PERGUNTA: Poderíeis dizer mais alguma coisa a respeito da energia?
KRISHNAMURTI: Qualquer coisa que se faça, até a mais insignificante, requer energia, não é verdade? O levantar-se e sair deste pavilhão, o pensar, o comer, o conduzir um carro — toda espécie de ação exige energia. E, ordinariamente, ao fazermos alguma coisa, há, em nós uma forma de resistência que dissipa energia — a não ser que a ação nos proporcione prazer, caso em que não há conflito, nem resistência na continuidade da energia.
Como já disse, precisamos de energia para estarmos completamente atentos, e nessa energia não há resistência, porquanto não há distração. Mas, se ocorrer distração — no momento em que desejais concentrar-vos numa coisa e ao mesmo tempo olhar pela janela — há uma resistência, um conflito. Ora, o olhar pela janela é tão importante como o olhar para outra coisa qualquer — e, com a percepção dessa verdade, não haverá então distração, nem conflito.

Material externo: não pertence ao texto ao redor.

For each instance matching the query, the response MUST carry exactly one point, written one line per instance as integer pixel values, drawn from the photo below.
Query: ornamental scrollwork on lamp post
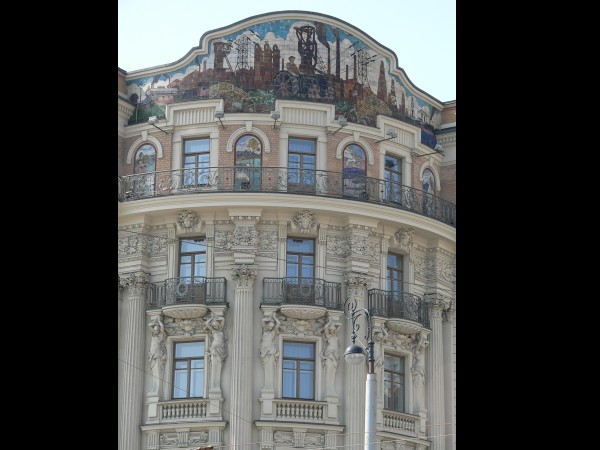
(355, 355)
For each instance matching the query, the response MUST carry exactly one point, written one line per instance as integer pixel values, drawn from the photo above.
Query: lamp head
(354, 354)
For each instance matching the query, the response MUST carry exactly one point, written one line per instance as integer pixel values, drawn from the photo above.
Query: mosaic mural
(307, 60)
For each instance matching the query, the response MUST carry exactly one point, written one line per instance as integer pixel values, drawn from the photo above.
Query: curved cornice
(203, 47)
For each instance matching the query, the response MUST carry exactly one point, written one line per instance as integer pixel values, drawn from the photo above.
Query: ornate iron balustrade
(400, 422)
(187, 290)
(398, 305)
(302, 291)
(286, 181)
(182, 410)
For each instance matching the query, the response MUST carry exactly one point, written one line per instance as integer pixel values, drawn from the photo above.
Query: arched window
(428, 185)
(355, 171)
(248, 157)
(145, 166)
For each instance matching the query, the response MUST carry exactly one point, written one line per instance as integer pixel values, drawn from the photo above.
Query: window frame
(175, 359)
(302, 170)
(200, 171)
(298, 382)
(391, 399)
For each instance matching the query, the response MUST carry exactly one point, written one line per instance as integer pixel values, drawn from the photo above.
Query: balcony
(302, 298)
(282, 180)
(406, 313)
(187, 297)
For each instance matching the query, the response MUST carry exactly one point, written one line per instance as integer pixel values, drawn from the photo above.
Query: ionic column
(131, 357)
(356, 375)
(434, 379)
(243, 357)
(448, 325)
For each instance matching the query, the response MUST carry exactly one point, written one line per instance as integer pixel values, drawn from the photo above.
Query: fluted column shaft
(243, 356)
(449, 370)
(435, 375)
(356, 375)
(131, 358)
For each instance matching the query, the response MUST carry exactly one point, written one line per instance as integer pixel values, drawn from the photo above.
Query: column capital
(437, 303)
(135, 282)
(244, 276)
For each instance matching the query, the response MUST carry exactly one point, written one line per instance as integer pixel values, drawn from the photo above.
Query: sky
(422, 33)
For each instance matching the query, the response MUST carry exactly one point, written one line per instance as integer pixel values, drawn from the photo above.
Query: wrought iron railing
(286, 181)
(302, 291)
(187, 290)
(398, 305)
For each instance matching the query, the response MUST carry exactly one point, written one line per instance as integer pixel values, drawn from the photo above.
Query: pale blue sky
(422, 33)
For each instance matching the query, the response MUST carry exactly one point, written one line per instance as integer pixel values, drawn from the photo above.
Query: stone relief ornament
(267, 240)
(245, 236)
(224, 239)
(139, 244)
(244, 276)
(187, 219)
(404, 238)
(184, 327)
(304, 221)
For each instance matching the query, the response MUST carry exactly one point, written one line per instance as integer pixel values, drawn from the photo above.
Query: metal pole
(370, 398)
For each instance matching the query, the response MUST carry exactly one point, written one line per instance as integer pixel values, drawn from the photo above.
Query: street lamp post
(355, 355)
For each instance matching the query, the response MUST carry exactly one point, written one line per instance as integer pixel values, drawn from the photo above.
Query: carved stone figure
(269, 352)
(418, 371)
(187, 219)
(330, 354)
(157, 354)
(217, 349)
(304, 221)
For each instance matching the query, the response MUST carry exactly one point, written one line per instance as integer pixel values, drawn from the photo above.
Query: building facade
(281, 173)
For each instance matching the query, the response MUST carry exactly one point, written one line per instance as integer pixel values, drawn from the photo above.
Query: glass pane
(301, 146)
(197, 146)
(197, 383)
(301, 245)
(185, 270)
(189, 349)
(289, 383)
(306, 385)
(299, 350)
(193, 245)
(180, 384)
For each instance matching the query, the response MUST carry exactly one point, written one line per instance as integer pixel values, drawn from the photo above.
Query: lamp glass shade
(354, 354)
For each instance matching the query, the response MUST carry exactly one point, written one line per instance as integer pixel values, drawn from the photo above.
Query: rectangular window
(393, 383)
(188, 370)
(300, 271)
(299, 370)
(196, 154)
(394, 274)
(301, 164)
(191, 285)
(393, 179)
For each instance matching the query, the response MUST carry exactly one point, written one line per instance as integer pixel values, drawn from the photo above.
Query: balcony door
(300, 271)
(248, 157)
(301, 165)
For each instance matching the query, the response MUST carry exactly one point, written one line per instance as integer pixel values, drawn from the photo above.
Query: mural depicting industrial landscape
(289, 59)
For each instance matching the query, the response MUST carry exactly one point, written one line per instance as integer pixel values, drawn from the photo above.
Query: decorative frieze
(183, 438)
(304, 221)
(404, 238)
(135, 282)
(267, 240)
(187, 220)
(244, 276)
(137, 245)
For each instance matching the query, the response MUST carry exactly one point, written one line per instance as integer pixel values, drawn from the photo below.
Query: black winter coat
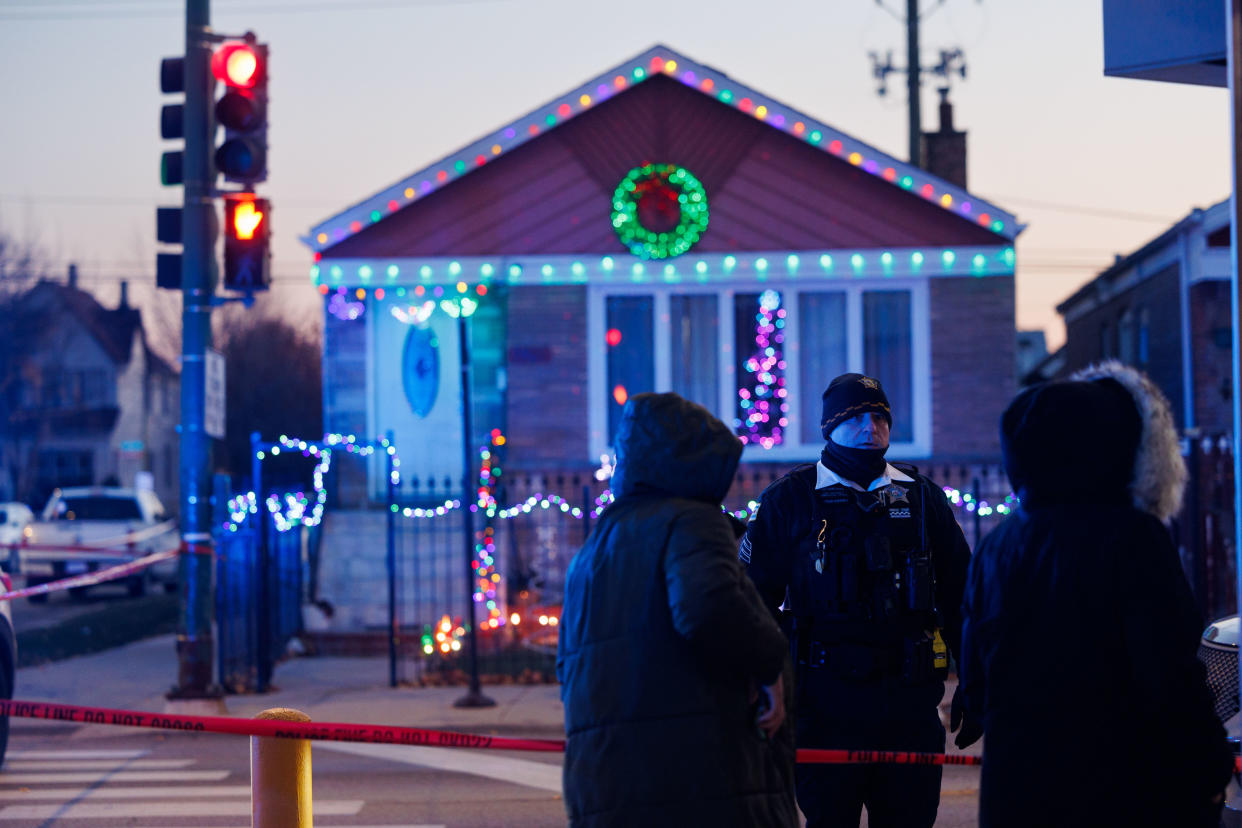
(663, 637)
(1079, 639)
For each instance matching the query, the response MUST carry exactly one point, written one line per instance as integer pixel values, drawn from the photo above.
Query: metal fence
(548, 517)
(260, 590)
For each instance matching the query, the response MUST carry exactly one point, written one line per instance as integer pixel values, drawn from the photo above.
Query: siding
(768, 190)
(547, 365)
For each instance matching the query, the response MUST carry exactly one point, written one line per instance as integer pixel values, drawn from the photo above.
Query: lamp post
(461, 309)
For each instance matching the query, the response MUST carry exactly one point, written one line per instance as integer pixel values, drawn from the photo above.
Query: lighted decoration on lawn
(761, 399)
(660, 210)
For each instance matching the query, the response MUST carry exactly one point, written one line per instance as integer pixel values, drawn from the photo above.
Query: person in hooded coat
(665, 648)
(1081, 632)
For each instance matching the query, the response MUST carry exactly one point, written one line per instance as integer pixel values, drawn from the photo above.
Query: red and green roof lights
(706, 81)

Para terdes energia física, deveis naturalmente tomar alimentos adequados, ter a justa proporção de repouso, etc. Isto vós mesmos podeis experimentar e não há necessidade de o discutirmos. Mas existe também a energia psicológica, a qual se dissipa de várias maneiras. Para ter essa energia, a mente busca estímulos. Frequentar a igreja, assistir a partidas de futebol, entregar-se à literatura, ouvir música, etc., — todas essas coisas vos estimulam; e se o que desejais é ser estimulado, isso significa que, psicologicamente, sois dependente. A busca de estímulo implica dependência de alguma coisa — de uma bebida, uma droga, um orador, ou de entrar numa igreja; e, por certo, o depender de estímulo não apenas embota a mente, mas também ocasiona dissipação da energia. Assim, para conservarmos nossa energia, deve desaparecer toda espécie de dependência ou de estímulo; e, para desaparecer a dependência, precisamos aperceber-nos dela. Se, para ter estímulo, a pessoa depende de sua mulher ou de seu marido, de um livro, de seu cargo, de ir aos cinemas — qualquer que seja o incentivo — deve, em primeiro lugar, perceber isso. O aceitar simplesmente os estímulos, e com eles viver, dissipa energia e deteriora a mente. Mas, cientificando-nos dos estímulos e do significado que têm em nossa vida, poderemos livrar-nos deles. Pelo autopercebimento — que não é autocondenação, etc., porém estar simplesmente apercebido, sem escolha, de si próprio — pode o homem conhecer todas as formas de influência, todas as formas de dependência, todas as formas de estímulo; e esse próprio movimento da ação de aprender dá-lhe a energia necessária para libertar-se de todas as dependências e de todos os estímulos.